Treatment of hip dislocations?
- URGENT Closed Reduction should be attempted w/sedation in the ER.
- If unsuccessful, proceed to OR for full sedation and repeat attempt at closed reduction.
- -occasionally, need to OPEN surgically and reduced on presentation. - Staged surgical fixation of assoc. acetabular Fx.
Post-reduction of Hip Dislocation?
- If simple dislocation and no Fx, OK to WBAT!
- Associated Fx or instability – limited weight bearing.
**POSTERIOR Hip Dislocations – NO flexion past 90 degrees or ABDuction; recreates injury and re-dislocate.
How do you reduce a hip dislocation?
**Need adequate sedation and relaxation; conscious sedation in the ER.
Posterior Dislocation – “Allis Technique.”
What is the Allis Technique?
*Reduction maneuver to reduce a posterior hip dislocation.
- supine, need friend to stabilize the pelvis.
- apply traction (pull) towards foot of the bed.
- slowly flex hip and knee, apply gentle upward traction.
- internally and externally rotate w/cont’d traction.
- feel the clunk!
Complications of Hip Dislocation?
- AVN – increases w/length of time to reduction.
- Post-traumatic arthritis.
- Sciatic Nerve Injury**
- Recurrent dislocation.
What is the classic presentation of a hip fracture?
- *Leg shortened and externally rotated.
- Hip/Groin pain w/inability to flex hip/knee.
Etiology of Hip Fractures?
- *Typically, ground level fall.
- Older population, 60+.
- -Can see in younger pt’s w/high-energy trauma.
What is important when a pt presents w/a hip fracture?
Was the fall due to a mechanical or syncopal problem?
–need to differentiate.
**Did the pt hit their head? LOC? Against furniture? Did they try to catch themself?
Stabilization of a hip fracture before OR?
- BUCK’s Traction (5-10lbs):
- -PRN comfort, muscle spasms and pain relief. - Skeletal Traction for hip dislocations, acetabular Fx, femoral shaft Fx – up to 25 lbs.

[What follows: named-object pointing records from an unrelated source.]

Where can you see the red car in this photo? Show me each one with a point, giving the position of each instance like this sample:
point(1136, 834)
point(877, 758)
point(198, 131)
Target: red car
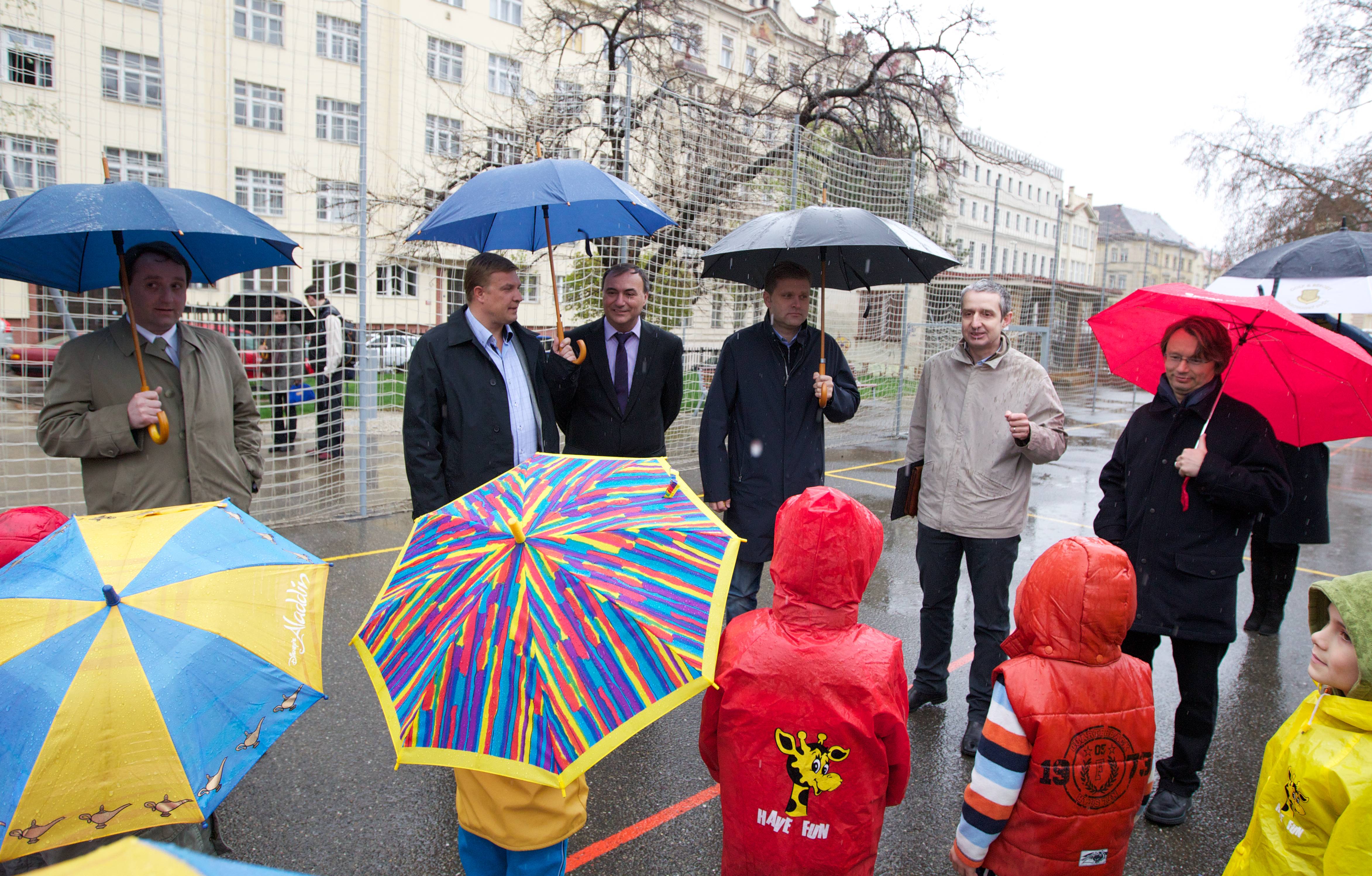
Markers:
point(35, 360)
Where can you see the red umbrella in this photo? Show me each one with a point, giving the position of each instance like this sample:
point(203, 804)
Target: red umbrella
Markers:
point(1311, 384)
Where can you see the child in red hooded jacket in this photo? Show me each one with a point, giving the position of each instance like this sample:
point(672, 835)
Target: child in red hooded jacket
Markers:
point(806, 732)
point(1067, 754)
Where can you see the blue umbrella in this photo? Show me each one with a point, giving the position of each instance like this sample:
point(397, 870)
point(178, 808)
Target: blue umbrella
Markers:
point(541, 205)
point(73, 237)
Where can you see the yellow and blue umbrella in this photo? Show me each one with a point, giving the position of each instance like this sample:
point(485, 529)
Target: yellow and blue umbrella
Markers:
point(536, 624)
point(147, 661)
point(138, 857)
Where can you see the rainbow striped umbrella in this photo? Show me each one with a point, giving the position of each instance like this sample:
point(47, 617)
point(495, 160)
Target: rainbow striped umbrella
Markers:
point(536, 624)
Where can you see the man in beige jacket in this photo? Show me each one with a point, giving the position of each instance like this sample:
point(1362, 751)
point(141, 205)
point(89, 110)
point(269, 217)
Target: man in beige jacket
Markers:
point(986, 415)
point(94, 408)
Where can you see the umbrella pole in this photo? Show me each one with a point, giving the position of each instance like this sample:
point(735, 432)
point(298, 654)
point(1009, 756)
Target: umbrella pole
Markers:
point(557, 308)
point(162, 429)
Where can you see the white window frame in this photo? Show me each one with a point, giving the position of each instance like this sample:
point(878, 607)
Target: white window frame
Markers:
point(446, 61)
point(136, 167)
point(259, 106)
point(400, 280)
point(338, 201)
point(338, 39)
point(130, 78)
point(260, 21)
point(29, 56)
point(504, 75)
point(508, 11)
point(261, 193)
point(338, 121)
point(334, 278)
point(442, 137)
point(31, 161)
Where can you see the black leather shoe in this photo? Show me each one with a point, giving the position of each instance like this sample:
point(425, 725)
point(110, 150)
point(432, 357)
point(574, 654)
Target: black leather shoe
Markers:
point(1168, 809)
point(970, 739)
point(918, 698)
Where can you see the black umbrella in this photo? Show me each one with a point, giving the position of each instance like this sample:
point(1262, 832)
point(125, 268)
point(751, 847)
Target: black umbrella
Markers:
point(848, 248)
point(1327, 274)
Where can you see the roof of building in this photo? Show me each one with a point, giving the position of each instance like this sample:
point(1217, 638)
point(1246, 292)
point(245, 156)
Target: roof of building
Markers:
point(1121, 222)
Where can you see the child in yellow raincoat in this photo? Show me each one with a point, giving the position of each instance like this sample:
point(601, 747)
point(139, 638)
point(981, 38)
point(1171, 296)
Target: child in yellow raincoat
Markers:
point(1314, 809)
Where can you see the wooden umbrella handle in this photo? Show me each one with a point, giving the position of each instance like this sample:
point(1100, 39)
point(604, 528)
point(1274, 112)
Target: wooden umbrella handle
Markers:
point(557, 309)
point(161, 430)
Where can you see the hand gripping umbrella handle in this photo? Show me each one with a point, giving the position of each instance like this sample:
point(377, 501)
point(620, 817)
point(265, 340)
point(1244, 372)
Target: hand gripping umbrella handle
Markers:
point(161, 430)
point(557, 309)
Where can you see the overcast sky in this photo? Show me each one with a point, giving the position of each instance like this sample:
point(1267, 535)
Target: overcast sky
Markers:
point(1109, 91)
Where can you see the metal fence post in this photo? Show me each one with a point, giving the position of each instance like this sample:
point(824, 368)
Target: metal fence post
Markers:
point(905, 301)
point(367, 375)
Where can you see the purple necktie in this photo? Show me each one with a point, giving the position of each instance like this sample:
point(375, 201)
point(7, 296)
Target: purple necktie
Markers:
point(622, 369)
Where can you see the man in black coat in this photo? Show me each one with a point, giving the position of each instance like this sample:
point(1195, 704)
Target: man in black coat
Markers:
point(626, 395)
point(477, 400)
point(1187, 559)
point(762, 437)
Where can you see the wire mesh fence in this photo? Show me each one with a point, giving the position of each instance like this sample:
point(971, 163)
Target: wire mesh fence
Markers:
point(276, 124)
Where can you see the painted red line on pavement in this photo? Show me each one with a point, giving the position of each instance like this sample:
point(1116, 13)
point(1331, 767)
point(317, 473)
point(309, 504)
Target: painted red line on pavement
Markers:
point(634, 831)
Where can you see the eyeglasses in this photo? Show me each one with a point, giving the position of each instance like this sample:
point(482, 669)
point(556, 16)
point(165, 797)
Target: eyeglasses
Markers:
point(1196, 362)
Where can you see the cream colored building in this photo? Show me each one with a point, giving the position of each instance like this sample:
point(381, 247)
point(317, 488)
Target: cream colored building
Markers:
point(259, 102)
point(1141, 249)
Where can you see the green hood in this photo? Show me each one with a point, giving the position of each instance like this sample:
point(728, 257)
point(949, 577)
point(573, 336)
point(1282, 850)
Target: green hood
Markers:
point(1352, 595)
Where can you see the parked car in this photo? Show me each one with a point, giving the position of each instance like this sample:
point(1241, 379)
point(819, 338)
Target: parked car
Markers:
point(33, 360)
point(393, 349)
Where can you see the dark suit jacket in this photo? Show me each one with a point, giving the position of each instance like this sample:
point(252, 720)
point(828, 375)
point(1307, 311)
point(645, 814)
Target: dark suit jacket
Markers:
point(588, 410)
point(457, 421)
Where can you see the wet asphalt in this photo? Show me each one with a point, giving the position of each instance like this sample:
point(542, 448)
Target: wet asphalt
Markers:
point(327, 798)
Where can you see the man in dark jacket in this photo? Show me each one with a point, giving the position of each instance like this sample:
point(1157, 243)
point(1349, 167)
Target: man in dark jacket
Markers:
point(625, 397)
point(477, 400)
point(1187, 559)
point(762, 437)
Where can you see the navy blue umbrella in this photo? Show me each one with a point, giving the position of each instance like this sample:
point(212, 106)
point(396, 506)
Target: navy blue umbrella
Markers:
point(540, 205)
point(64, 235)
point(73, 238)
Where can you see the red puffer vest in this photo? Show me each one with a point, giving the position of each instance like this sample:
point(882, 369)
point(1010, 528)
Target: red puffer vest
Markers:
point(1086, 709)
point(806, 732)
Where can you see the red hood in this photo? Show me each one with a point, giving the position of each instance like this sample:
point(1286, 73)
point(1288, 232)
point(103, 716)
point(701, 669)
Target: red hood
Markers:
point(1076, 603)
point(828, 546)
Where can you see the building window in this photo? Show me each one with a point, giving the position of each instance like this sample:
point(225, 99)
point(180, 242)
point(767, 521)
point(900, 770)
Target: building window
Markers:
point(135, 167)
point(338, 120)
point(503, 146)
point(338, 39)
point(334, 278)
point(509, 11)
point(504, 75)
point(445, 61)
point(260, 191)
point(31, 161)
point(29, 57)
point(442, 137)
point(338, 202)
point(268, 279)
point(131, 79)
point(397, 280)
point(260, 21)
point(259, 106)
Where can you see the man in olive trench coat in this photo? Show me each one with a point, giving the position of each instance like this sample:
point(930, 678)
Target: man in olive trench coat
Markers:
point(94, 408)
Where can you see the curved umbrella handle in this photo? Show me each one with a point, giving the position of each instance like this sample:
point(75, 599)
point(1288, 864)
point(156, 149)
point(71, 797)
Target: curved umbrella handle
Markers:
point(161, 430)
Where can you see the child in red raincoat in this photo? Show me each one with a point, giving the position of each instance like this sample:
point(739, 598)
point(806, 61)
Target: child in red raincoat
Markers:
point(806, 732)
point(1067, 754)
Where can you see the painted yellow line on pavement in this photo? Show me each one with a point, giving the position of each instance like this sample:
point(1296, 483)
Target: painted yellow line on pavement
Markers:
point(352, 557)
point(899, 459)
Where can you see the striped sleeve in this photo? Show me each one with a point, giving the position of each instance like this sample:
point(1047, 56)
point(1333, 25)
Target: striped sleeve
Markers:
point(997, 776)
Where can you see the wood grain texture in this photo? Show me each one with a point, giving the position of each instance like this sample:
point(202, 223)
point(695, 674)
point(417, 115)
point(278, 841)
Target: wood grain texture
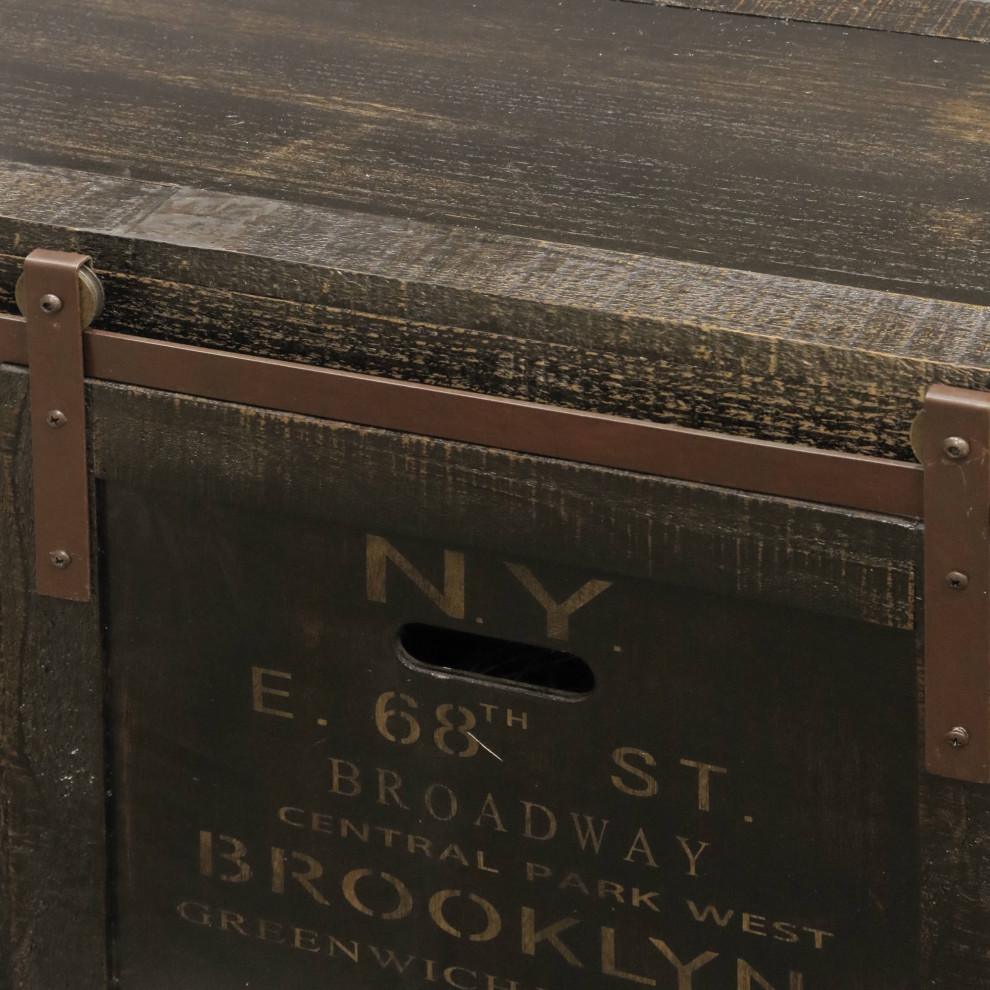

Why is important to know where the hip fracture is located?
It will dictate how it is fixed.
Do all hip fractures need to be fixed?
Surgical fixation is almost ALWAYS recommended regardless of age, co-morbidities and previous fxn.
- The alternative is 6-8 wks of bedrest….quality of life is diminished.
- -increased M/M from DVTs, PNA, pressure wounds.
- -nonunion, malunion and cont’d pain; limp.
Types of Hip implants?
- Intramedullary Nail (IMN) for IT, Subtroch, +/-basicervical Fx – small incisions, metal rod inside the bone.
- OPEN Reduction Internal Fixation (ORIF)
- -often lgr incisions, reduce Fx and fix it on the inside w/plates and screws. - Arthroplasty for displaced femoral neck fractures.
- -joint replacement: Total (ball and socket) vs Hemi “half” (just the femoral head - “shiny new ball”). - Percutaneous Pinning or Dynamic Hip Screw for non-displaced femoral neck fracture or basicervical.
Goal of Rehab in hip fractures?
**GOAL – to reduce down time and morbidity/mortality.
- Get them to PT/OT asap.
- Almost always WBAT, unless acetabulum/pelvic Fx.
- Occasionally, ROM restrictions based on surgical approach.